鈴木春信の‘見立寒山拾得(墨流し)’(1765~70年 ギメ美)
浮世絵の展覧会で今年は春にビッグな特別展があった。それは東芸大美で開
かれた‘大吉原展’。目玉として登場した歌麿の‘吉原の花’と再会し、MAXの
感動をもらった。ほかにも収穫はたくさんあったが、とくに嬉しかったのが
広重の‘東都名所 新吉原五丁町弥生花盛全図’。追っかけリストに長く載せ
ていたのに、予想以上に縁のない時間が流れようやく思いの丈が叶った。
このように注目の浮世絵展が開かれるという情報が入ると必ず足を運び、
せっせと図録を積み重ねてきても、お目当ての本物との出会いがなかなか実現しない。だから、作品の数が多い浮世絵とのつきあいは長期戦と心得、辛抱強く対面の時を待つほかない。東芸大美に出品されるかなと期待していたのが菱川師宣(1618?~1694)の‘吉原風俗図。だが、今回もダメだった。

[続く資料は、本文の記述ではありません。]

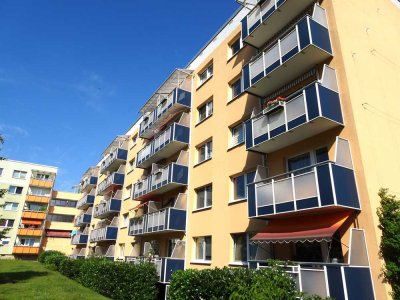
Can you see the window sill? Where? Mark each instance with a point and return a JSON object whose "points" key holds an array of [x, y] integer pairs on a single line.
{"points": [[201, 209], [235, 146], [239, 264], [202, 162], [202, 121], [234, 98], [204, 82], [201, 262], [232, 202]]}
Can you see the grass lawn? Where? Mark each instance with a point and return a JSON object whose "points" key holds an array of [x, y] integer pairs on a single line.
{"points": [[31, 280]]}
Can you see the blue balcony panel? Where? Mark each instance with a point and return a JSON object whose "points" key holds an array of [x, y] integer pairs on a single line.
{"points": [[323, 187], [164, 145], [309, 112], [306, 46]]}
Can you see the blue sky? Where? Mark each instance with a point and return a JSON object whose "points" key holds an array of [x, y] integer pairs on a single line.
{"points": [[74, 73]]}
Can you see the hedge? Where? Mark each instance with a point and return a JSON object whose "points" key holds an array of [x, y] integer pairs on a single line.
{"points": [[116, 280], [234, 284]]}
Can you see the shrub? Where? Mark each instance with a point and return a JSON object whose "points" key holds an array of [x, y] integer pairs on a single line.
{"points": [[42, 256], [229, 283]]}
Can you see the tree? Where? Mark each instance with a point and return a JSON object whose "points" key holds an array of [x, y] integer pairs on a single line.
{"points": [[3, 232], [389, 224]]}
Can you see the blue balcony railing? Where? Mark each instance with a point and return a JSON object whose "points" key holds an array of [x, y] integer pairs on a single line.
{"points": [[304, 46], [266, 19], [163, 180], [165, 220], [308, 112], [168, 142], [324, 186], [113, 160], [177, 101], [85, 201]]}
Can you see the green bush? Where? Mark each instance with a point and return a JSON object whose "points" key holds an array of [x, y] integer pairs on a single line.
{"points": [[42, 256], [229, 283]]}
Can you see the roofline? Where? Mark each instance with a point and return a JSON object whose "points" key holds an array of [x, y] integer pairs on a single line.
{"points": [[30, 163], [214, 36]]}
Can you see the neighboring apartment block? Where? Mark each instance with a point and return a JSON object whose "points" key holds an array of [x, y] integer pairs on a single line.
{"points": [[38, 217], [271, 143]]}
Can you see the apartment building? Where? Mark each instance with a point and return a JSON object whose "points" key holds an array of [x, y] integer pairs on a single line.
{"points": [[26, 203], [272, 143]]}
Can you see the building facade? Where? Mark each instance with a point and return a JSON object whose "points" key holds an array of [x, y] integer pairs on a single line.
{"points": [[272, 143]]}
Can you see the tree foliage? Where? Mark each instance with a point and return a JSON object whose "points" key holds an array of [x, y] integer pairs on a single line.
{"points": [[389, 224]]}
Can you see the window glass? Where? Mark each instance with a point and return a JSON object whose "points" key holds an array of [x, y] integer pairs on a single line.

鈴木春信(1725~1770)は回顧展に運よく3回遭遇したので、2冊あるMy春信図録には相当数の作品が収まっている。ここにはまだお目にかかってないものも含まれており、いつかこれをという思いを募らせている。そのみたくてしょうがない作品の筆頭がギメ美にある‘見立寒山拾得(墨流し)’。料紙装飾の白眉‘本願寺本三十六人家集’を連想させるこんなすばらしい絵が春信にあったとは!同じ寒山拾得の見立絵を千葉市美が所蔵しているが、これもまだ縁がない。
‘風流艶色真似ゑもん’はついニヤニヤしてしまう枕絵シリーズ(全24図)だが、まだ3点しかみてなく、先は長い。全体像がみえてないが、頭巾姿の客と幼い遊女がでてくるこのヴァージョンに刺激をうけている。そして、東博の浮世絵平常展によく通っていた頃、いつかいつかと待ちわびていた‘三都太夫揃’もまだ姿をみせてくれない。コレクションの数はあまりに多いため、この絵まで注意がいかないのだろうか。